Gelibolu Melevihanesi or How the Murray's Crashed Mohammad's Birthday Celebartion

I saw this poster last Saturday - for an event at Gelibolu Melevihanesi on Sunday.


We've wanted a peak into this unique building since we discovered it.  

So we went - and of course got it wrong!

A Melevihanesi lodge is the worship location for Sufi followers. We visited the birthplace of this mystic religion in Konya and watched a ceremony where the dervishes meditate or/pray by turning or whirling. Here's a link to some of what you might expect to see at a dervish ceremony. (We respected the request not to take photos or video of the ceremony when we visited the Melevihanesi at Cappadocia, so this is someone else's video.)

We knew immediately upon entering the building that something else was going.  There were chairs in the centre of the building where the dervishes would usually meditate. We were greeted by a man who gave us each a rolled up piece of coloured paper with a small candy attached. The papers each had a different verse from the Koran written in Turkish. We could smell food cooking.We sat as near the back as possible. The band came in eventually and played a single song and then an older man with a white beard came in and sat down behind a table at the front.

There was no introductions but a man  began to pass a microphone among people in the crowd who asked questions of the white-bearded man. The crowd of mostly women and children, listened without reacting - no visible signs of agreement, or disapproval and no applause.. My Turkish is just good enough to understand words and some phrases. I listened hard, especially when one of the questions concerned jihad, but I came away none the wiser. Even after the Q&A started there was a continuous ebb and flow of people through the doors, so we didn't make a spectacle of ourselves when we left after an hour.

From our translation of the poster before we went, we knew that it was a birthday celebration, but not for whom. Rumi, the founder's birthday, is in September.  After the fact we learned that it was a celebration of Mohammad's birthday. On the upside we did get a peak inside.

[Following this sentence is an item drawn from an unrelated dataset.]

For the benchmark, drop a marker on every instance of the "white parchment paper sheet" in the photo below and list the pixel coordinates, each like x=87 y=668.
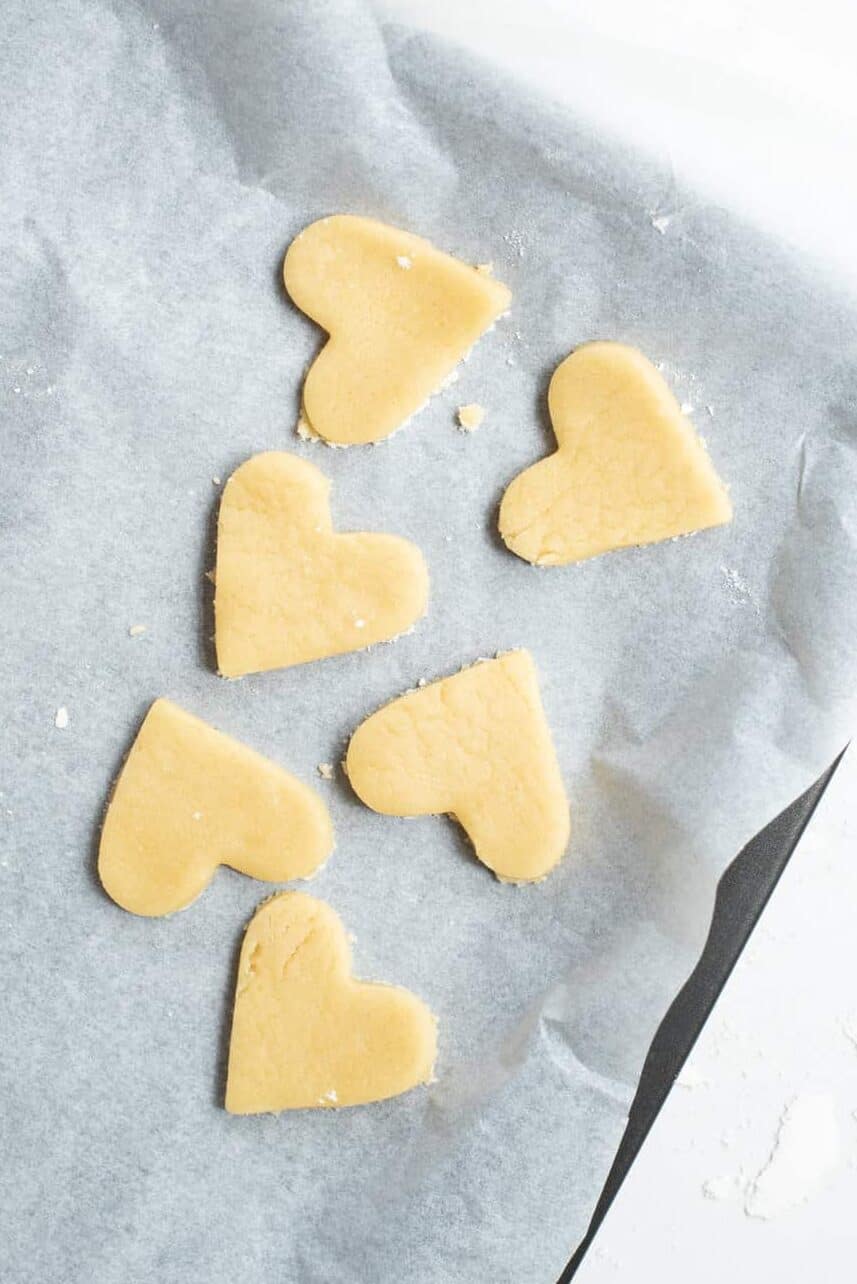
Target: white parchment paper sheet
x=157 y=158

Saturday, February 28, 2015

February 2015

For a short month we were really busy.  Sam is still playing basketball twice each week.  His physical condition has really improved and he's giving his teammates and trainers lots of opportunities to practice their English.

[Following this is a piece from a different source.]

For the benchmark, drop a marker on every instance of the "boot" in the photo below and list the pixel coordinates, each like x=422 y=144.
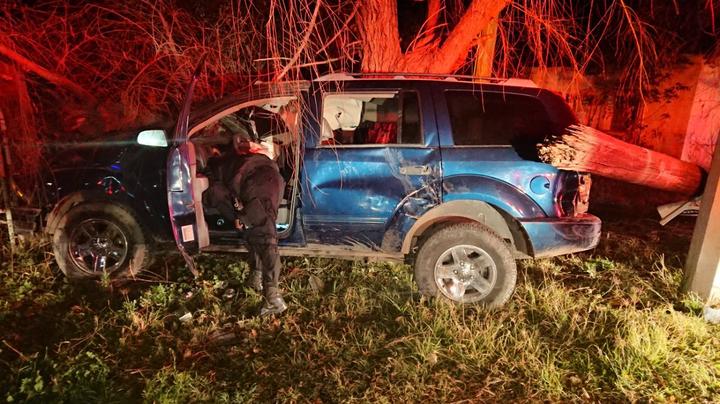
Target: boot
x=254 y=281
x=274 y=303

I'm still teaching English a couple of evenings a week.  Work is slow for Cam, so he comes along most nights and provides another voice in the classroom.  Nicole volunteers once each week in their pre-school room during English hour.  She also had an opportunity to teach English to a grade four class and a grade 7 class this month.  

Water, water everywhere.

Demolition complete.

Big news this month is the rebuilding of our retaining wall. They aren't finished yet, but the crew is making good progress. (see below)  All the cement for this project is being hand mixed on the ground in the lane and transported by wheel barrow.  All the rock is "recycled" from the old wall.  

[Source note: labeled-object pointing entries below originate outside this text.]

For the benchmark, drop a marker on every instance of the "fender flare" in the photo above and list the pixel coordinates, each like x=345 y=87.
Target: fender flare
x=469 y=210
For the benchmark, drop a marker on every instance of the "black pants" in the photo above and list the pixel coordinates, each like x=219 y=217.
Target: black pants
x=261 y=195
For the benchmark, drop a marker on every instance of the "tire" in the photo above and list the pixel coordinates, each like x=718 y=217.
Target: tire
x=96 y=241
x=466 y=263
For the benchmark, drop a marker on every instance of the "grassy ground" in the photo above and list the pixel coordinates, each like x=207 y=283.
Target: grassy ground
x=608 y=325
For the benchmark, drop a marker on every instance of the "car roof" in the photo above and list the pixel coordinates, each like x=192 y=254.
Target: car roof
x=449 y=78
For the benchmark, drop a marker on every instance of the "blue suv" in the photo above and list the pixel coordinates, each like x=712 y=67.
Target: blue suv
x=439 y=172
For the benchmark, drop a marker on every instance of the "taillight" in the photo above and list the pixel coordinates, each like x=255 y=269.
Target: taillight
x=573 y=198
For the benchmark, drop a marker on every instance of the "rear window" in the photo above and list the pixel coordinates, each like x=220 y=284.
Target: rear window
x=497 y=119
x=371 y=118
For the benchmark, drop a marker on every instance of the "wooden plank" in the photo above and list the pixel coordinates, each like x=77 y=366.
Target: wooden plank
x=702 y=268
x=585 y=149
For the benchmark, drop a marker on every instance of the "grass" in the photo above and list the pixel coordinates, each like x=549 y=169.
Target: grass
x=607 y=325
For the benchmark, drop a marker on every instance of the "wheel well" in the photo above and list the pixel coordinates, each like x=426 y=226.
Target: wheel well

There is a lot of work going on in our lane.  The neighbours two doors down are getting new sidewalk tiles and the neighbours on the other side of them are getting a new roof.  Both work crews arrive randomly and leave piles of debris.  

The roofers also appear to have acquired our watering hose (and broken) our hose reel.

February 24, Johanna flew back to Canada to go to work.  She filled her own big suitcase. I gave her my big suitcase and she could have easily filled another one.  We stayed overnight with her in Istanbul. I took her to the airport at 6 a.m. for her 8:10 a.m. flight.  

Istanbul traffic is legendary.  One reason is the huge number of transport trucks moving goods in and out of Europe.  The license plate from this truck says it's registered in Iran, you can see the yellow plate written in Arabic on the trailer door.  Sadly the license plate is less visible.

On the way home from Istanbul, we stopped at the Florya Mall so we could get some bacon from the Macro Centre.  This little grocery store sells all the regular Turkish products, side by side with grocery products from home we don't see in our local Kipa (grocery).  Among other things we got some Cheerios, a bottle of HP, a container each of mint jelly, and horseradish and two packages of bacon. The prices are about what you'd expect for "imported" groceries.  We all enjoy Turkish food, but it's nice to have flavours which remind us of home.

We have a cast iron Dutch oven at home.  Cam has been "YouTube learning" so he can use it when we go camping this summer.  When we found one for sale at The Macro Centre, we couldn't resist.